Here is a typical line from the “nogap” fasta file:


Here are two lines from the .tax file:

AB015712.1.587 Eukaryota;Opisthokonta;Nucletmycea;Fungi;Kickxellomycotina;Glomeromycota;Archaeosporales;Ambispora;Ambispora_leptoticha;
AB015711.1.587 Eukaryota;Opisthokonta;Nucletmycea;Fungi;Kickxellomycotina;Glomeromycota;Archaeosporales;Ambispora;Ambispora_leptoticha;

(identifier and taxonomy are separated by a tab - although that is difficult to see here).

Any suggestions? I have thus far been unable to discern any formatting differences between my custom files and the files “” and “nogap.eukarya.fasta” from the silva reference set.

Thanks in advance.

I suspect you might have spaces in your taxonomy strings. Typically if you go up a line or two from where you’re getting the error in the taxonomy file you’ll find a sequence with a space. You’ll want to change those to “_”
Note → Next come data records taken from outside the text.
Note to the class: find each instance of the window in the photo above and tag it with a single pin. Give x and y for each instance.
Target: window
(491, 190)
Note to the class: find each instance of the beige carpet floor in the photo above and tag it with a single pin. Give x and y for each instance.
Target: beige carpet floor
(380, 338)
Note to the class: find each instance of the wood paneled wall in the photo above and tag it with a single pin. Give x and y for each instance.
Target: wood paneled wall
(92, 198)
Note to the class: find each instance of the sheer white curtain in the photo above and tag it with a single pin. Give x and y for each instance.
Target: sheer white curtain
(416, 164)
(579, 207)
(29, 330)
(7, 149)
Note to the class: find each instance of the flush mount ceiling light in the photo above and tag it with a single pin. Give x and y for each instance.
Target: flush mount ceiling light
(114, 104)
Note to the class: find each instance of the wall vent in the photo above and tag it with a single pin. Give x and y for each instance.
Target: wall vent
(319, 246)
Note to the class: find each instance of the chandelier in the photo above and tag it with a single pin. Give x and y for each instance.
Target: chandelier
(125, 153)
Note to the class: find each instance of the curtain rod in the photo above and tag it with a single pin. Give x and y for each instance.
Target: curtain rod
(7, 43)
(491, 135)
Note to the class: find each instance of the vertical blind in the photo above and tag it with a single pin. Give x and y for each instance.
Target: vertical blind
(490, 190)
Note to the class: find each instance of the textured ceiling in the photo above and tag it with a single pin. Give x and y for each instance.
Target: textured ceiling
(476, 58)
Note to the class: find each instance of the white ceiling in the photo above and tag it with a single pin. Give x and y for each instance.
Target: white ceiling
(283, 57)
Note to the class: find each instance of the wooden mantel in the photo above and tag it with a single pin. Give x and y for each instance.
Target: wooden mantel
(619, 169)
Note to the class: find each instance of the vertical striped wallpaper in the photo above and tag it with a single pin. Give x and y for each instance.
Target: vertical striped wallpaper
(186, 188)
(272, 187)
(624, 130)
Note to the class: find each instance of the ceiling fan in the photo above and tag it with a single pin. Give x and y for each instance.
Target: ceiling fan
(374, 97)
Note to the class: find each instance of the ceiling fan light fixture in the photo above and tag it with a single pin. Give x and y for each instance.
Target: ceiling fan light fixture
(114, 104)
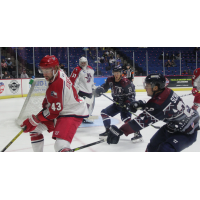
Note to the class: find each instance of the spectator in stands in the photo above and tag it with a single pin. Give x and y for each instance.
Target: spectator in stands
(111, 61)
(189, 72)
(168, 64)
(99, 73)
(91, 55)
(118, 58)
(102, 59)
(7, 75)
(184, 72)
(105, 57)
(85, 48)
(166, 56)
(9, 62)
(173, 63)
(3, 65)
(196, 49)
(173, 57)
(178, 56)
(160, 56)
(24, 74)
(129, 73)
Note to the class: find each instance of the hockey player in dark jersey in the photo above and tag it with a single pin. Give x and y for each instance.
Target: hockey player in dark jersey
(182, 122)
(123, 92)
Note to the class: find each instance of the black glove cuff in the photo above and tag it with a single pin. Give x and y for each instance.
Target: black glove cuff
(114, 130)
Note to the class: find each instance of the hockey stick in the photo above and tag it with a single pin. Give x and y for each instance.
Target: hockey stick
(87, 145)
(13, 139)
(157, 127)
(186, 95)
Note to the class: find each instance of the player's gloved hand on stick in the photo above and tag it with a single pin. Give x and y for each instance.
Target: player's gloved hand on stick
(195, 91)
(114, 135)
(99, 91)
(124, 107)
(30, 123)
(135, 105)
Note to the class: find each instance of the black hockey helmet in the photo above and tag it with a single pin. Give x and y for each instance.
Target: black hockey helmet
(156, 80)
(117, 68)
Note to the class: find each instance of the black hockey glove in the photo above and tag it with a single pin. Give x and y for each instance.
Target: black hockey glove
(114, 135)
(124, 107)
(99, 91)
(135, 105)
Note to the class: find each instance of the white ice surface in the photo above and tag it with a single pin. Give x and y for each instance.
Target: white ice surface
(10, 108)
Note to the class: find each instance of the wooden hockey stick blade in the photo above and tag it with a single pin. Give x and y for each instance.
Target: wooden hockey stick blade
(13, 140)
(93, 117)
(156, 127)
(186, 95)
(87, 145)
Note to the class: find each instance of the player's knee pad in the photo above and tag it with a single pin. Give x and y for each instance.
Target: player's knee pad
(61, 145)
(166, 147)
(36, 137)
(40, 128)
(128, 119)
(151, 148)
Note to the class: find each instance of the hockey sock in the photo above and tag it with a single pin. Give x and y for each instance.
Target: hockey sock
(37, 141)
(61, 145)
(166, 147)
(106, 120)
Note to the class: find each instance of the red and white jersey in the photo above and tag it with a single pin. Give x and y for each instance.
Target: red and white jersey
(196, 79)
(83, 79)
(62, 100)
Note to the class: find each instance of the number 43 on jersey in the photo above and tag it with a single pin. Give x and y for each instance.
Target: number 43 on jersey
(56, 106)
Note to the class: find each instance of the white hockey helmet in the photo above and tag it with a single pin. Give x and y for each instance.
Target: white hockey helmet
(83, 60)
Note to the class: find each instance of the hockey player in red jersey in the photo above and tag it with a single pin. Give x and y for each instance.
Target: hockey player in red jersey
(182, 122)
(61, 104)
(196, 88)
(82, 78)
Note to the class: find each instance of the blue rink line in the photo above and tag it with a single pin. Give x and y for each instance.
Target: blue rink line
(99, 122)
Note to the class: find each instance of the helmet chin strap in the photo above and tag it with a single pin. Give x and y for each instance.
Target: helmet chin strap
(84, 68)
(54, 76)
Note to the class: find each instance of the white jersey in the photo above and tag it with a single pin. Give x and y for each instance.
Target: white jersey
(62, 99)
(83, 79)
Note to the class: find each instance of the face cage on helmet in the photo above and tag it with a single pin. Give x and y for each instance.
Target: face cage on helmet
(117, 71)
(46, 70)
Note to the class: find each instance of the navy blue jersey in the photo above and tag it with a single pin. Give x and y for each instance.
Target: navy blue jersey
(168, 107)
(122, 91)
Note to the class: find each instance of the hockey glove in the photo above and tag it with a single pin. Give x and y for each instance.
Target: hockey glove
(30, 123)
(135, 105)
(99, 91)
(114, 135)
(195, 91)
(124, 108)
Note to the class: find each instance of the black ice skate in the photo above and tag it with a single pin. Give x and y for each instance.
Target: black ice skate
(137, 137)
(104, 135)
(87, 121)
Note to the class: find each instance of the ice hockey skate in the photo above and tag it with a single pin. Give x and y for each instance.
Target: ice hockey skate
(137, 137)
(104, 135)
(87, 121)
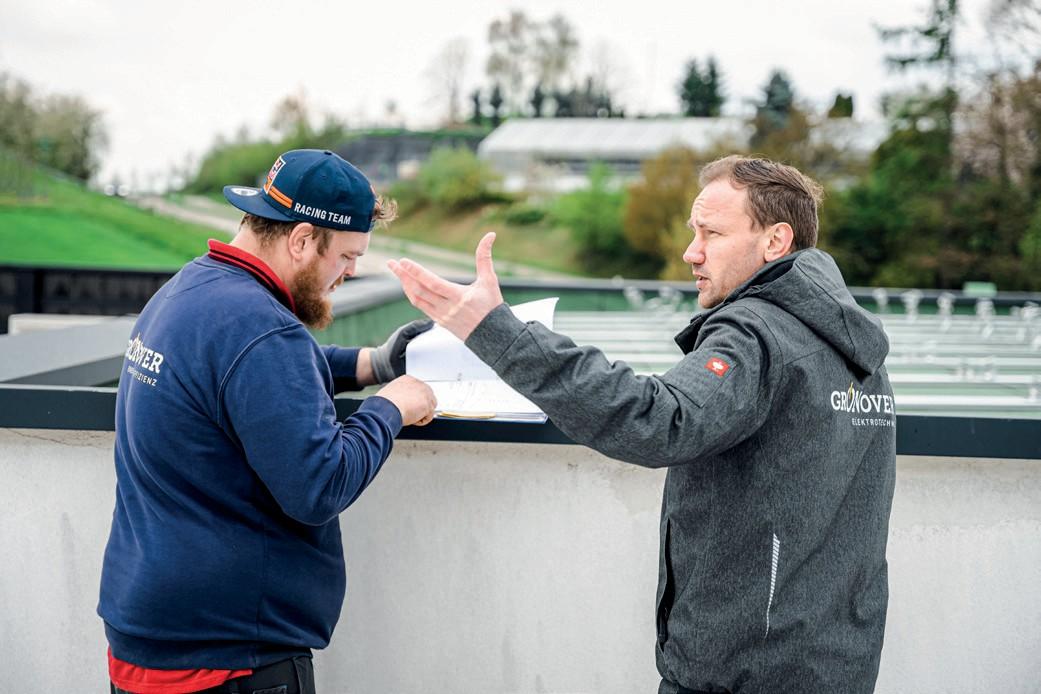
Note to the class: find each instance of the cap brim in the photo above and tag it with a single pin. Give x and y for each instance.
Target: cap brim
(253, 201)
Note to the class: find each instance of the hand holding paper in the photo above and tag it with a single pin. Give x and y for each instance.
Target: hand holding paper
(456, 307)
(464, 385)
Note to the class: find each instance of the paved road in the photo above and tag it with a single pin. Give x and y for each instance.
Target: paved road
(225, 219)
I already took care of that in Notepad++ - there aren’t any spaces that I am aware of.

Hi jpiaskowski, are you using an updated Silva database? if so, is that possible to get it somewhere? or is one you built for your own work?
Or Pat, is that possible to have the last release 119 from the Silva database formatted for mothur? even the LSU sequences and the archaea sequences to analyze other organisms than bacteria?

I’m working on an update but it won’t be available until next week.

If you could post somewhere the silva files you’ve generated I can take a look.



I would be happy to upload an attachment of my custom database files, but I’m not certain how to do that. I visited a few help pages on mothur and found how to manage existing files, but, I have no idea how to add new files. These are essentially text files (.fasta, .tax). Thanks.

Nice to know Pat that you will release a new formatted version of Silva database. It will be a full version, different files according to type of sequence or only bacterial seqs? Thanks!